• It has been over one year since the Tucson shooting spree that killed six people and injured twelve, including Arizona Rep. Gabrielle Giffords, who survived a gunshot wound to the left hemisphere of her brain, occurred.  Interestingly, although she was not able to talk, she began finding her voice just 5 weeks after the shooting, through song.  Music has been demonstrated to help certain patients with traumatic brain injury, stroke or other neuromuscular problems in dramatic ways, including even regaining the ability to walk.

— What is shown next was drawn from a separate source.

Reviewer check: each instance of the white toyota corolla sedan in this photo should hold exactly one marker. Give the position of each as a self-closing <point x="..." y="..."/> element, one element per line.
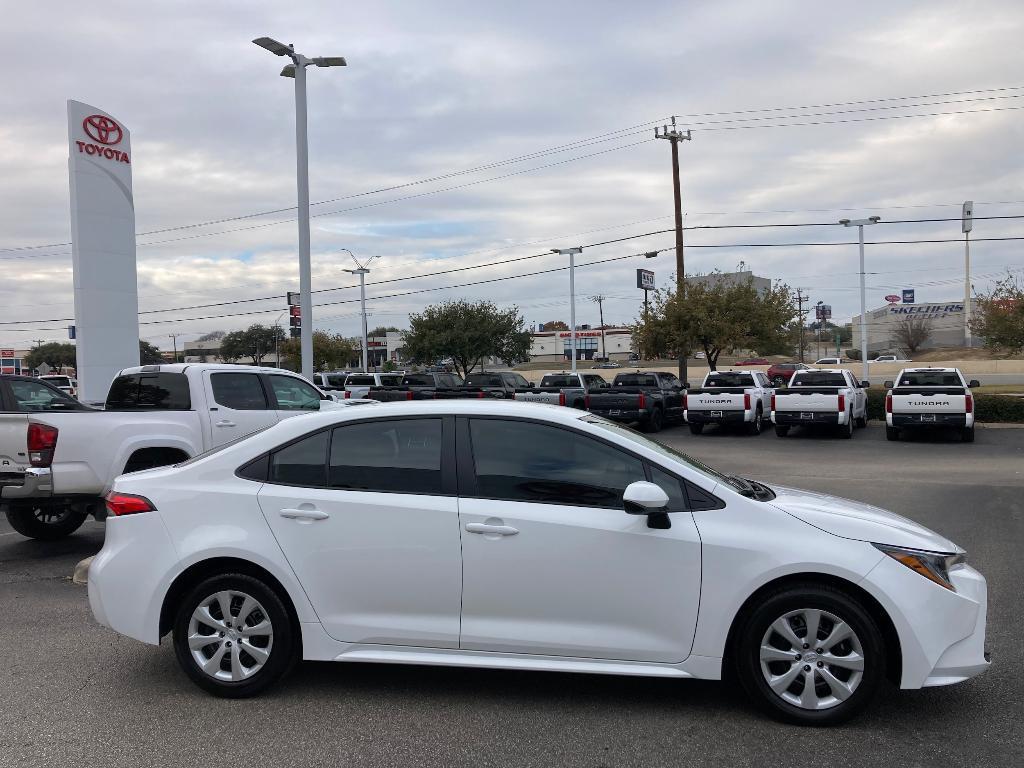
<point x="516" y="536"/>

    Protocols like music speech stimulation and melodic intonation therapy have helped patients like Giffords with damage to the brain’s communication center learn to speak again.  In an interview with ABC News, Giffords’ music therapist (“MT”) and certified brain injury specialist at TIRR Memorial Hermann Rehabilitation Hospital in Houston, Meaghan Morrow, said, “It’s creating new pathways in the brain.  Language isn’t going to work anymore, so we have to go to another area and start singing and create a new pathway for speech.”[i]  Music is also linked to the brain’s areas that control memory, emotions, and even movement. “The thing about music is that it’s something that’s very automatic — part of our old brain system,” Morrow said. “If I play a rhythm, I can affect the rest of the body. The body naturally aligns with a rhythm in the environment.”

    Indeed, a person who has suffered an injury due to stroke or trauma may have difficulty speaking, but be able to sing.  “Patients can be essentially mute, unable to utter a single word, but put on the Beatles’ ‘All You Need is Love,’ and suddenly patients can sing. Substitute some of the words and now patients are speaking again,” said Dr. Michael De Georgia, director of the Centers for Neurocritical Care and Music and Medicine at University Hospitals Case Medical Center. “Music is very powerful.”[ii]

    Evidence supporting a healing role for music in the recovery from traumatic brain and spinal injury is mounting. But many people remain skeptical, and currently, few insurers will cover it.

    Music Therapy Following Spinal Fusion Surgery

    A recent study (Charmaine Kleiber & Mary Adamek (The University of Iowa)[iii]) observed the effects of music therapy on adolescents who undergo spinal fusions for adolescent idiopathic scoliosis (AIS).  This therapy was intended as an intervention to decrease postoperative pain intensity in adult samples. In the study, the MT visited AIS patients on postoperative day 2, when the adolescent got out of bed and moved into a chair for the first time.

    Teens’ reported changes in perceptions of pain and mood following music therapy, with most experiencing decreased pain and decreased negative emotions such as anger and anxiety. They commented on the importance of individualizing therapy, including the ability to choose preferred music. The presence and interaction with the MT was perceived to be an important part of the therapy. Preparation for surgery was a strong theme. Most participants thought that it would be useful to know about music therapy before surgery. Suggestions were to hear advice from previous AIS patients, know how music therapy would help, bring preferred music, and practice relaxation with the music preoperatively.

    How Does Music Therapy Help Those Affected By Trauma?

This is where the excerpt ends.